Java 7 collection type 1th article-Java collection __java

Reprint please indicate the source: http://blog.csdn.net/mazhimazh/article/details/17730517

1, on the set of the two-side questions

Let's take a look at a few questions:

1. Create an immutable set:

      public static void Main (string[] args) {
		set<string> Set = new hashset<string> ();
		Set.add ("Java");
		Set.add ("JEE");
		Set.add ("Spring");
		Set.add ("Hibernate");
		Set = Collections.unmodifiableset (set);
		Set.add ("Ajax"); Not allowed.
	}

As you can see, creating an immutable set is primarily a call to the collections Unmodifiableset () method, while the collections class implements the encapsulation of a generic collection through an ornamental pattern.

2, remove the duplicate elements in the list collection, and keep the original order

public static void Main (String args[]) {
        list<string> list=new ArrayList ();
        List.add ("A");
        List.add ("B");
        List.add ("C");
        List.add ("A");
        The list allows elements to repeat for
        (int i=0;i<list.size (); i++) 
               System.out.print ("" +list.get (i));/a B C a
        // Removes duplicate elements and retains the order of the original elements
        list list2=new testd (). function (list);
        for (int i=0;i<list2.size (); i++) 
               System.out.print ("" +list2.get (i));/A B C 
        
} public
<e> List <e> function (list<e> list) {return
         new arraylist<e> (New linkedhashset<e> (list));
}

The code above removes duplicate elements by passing the original list into a linkedhashset. In this case, the Linkedhashset can keep the original order of the elements. If this order is not needed, then the linkedhashset can be replaced with HashSet.

2, set frame class diagram and set contrast

In fact, the two topics are not difficult, just do not understand the collection of deeper. Here is a rough look at the collection. The inherited classes of the collection are shown below.

such as the set can be summed up into three categories, namely list, set and map. At the same time, there are some auxiliary tool classes, such as collections, arrays and other convenient collection operation, the comparison of each set as shown below.
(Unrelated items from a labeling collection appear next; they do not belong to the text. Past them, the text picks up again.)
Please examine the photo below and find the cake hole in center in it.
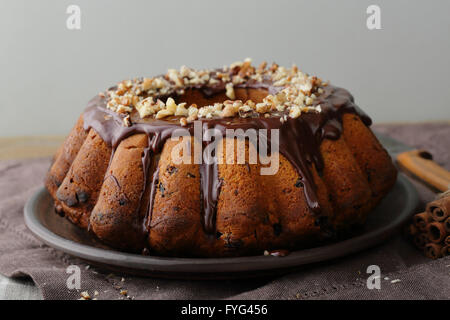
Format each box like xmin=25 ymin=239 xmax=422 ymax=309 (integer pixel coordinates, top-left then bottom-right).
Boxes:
xmin=174 ymin=88 xmax=269 ymax=108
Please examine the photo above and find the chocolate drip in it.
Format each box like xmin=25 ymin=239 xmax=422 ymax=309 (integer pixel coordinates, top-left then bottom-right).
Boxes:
xmin=84 ymin=81 xmax=371 ymax=234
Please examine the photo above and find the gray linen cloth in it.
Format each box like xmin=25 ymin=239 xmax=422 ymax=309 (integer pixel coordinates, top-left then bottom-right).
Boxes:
xmin=0 ymin=123 xmax=450 ymax=299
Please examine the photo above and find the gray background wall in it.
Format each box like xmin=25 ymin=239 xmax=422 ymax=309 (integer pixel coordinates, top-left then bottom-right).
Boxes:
xmin=0 ymin=0 xmax=450 ymax=136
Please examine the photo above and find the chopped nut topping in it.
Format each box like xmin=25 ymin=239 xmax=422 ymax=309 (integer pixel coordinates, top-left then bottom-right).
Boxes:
xmin=103 ymin=58 xmax=328 ymax=121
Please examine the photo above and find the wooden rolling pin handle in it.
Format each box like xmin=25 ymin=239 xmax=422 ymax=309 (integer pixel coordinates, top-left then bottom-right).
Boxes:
xmin=397 ymin=150 xmax=450 ymax=192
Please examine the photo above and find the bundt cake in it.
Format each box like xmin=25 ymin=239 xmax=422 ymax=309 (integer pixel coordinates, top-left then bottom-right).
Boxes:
xmin=45 ymin=59 xmax=397 ymax=257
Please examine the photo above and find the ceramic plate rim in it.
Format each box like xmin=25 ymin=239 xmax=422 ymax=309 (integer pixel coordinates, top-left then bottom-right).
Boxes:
xmin=24 ymin=174 xmax=419 ymax=274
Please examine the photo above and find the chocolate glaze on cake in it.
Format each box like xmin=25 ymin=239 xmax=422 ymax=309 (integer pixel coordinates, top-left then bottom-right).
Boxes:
xmin=83 ymin=79 xmax=371 ymax=239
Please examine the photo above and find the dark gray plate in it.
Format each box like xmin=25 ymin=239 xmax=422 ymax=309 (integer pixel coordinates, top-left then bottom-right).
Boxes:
xmin=24 ymin=175 xmax=418 ymax=279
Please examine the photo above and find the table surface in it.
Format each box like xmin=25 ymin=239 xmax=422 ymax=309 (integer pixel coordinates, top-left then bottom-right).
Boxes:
xmin=0 ymin=122 xmax=450 ymax=300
In fact, for the operation of the collection, there is no external

Increase: Adds an element to a collection, inserts all elements from a collection into the current collection delete: Deletes the specified element, deletes all element modifications in the collection: Modifies a specified element lookup: Check the size of the current collection, find the common elements in two sets, and so on Other: Converts an element in a collection to an array representation, determining whether a collection is empty, and so on
3, Iterable, iterator, collection interface

As can be seen from the Java Collection Framework diagram, all classes inherit the Iterable interface directly or indirectly, the source code is as follows:

Package Java.lang;
Import Java.util.Iterator;

/**
 * Implementing this interface allows the target of
 * "foreach" statement.
 * * Public
interface Iterable<t> {
    iterator<t> iterator ();//Returns an iterator that iterates over an element of a group of T types

The Iterable interface is under the Java.lang package, which defines an instance method for obtaining iterator.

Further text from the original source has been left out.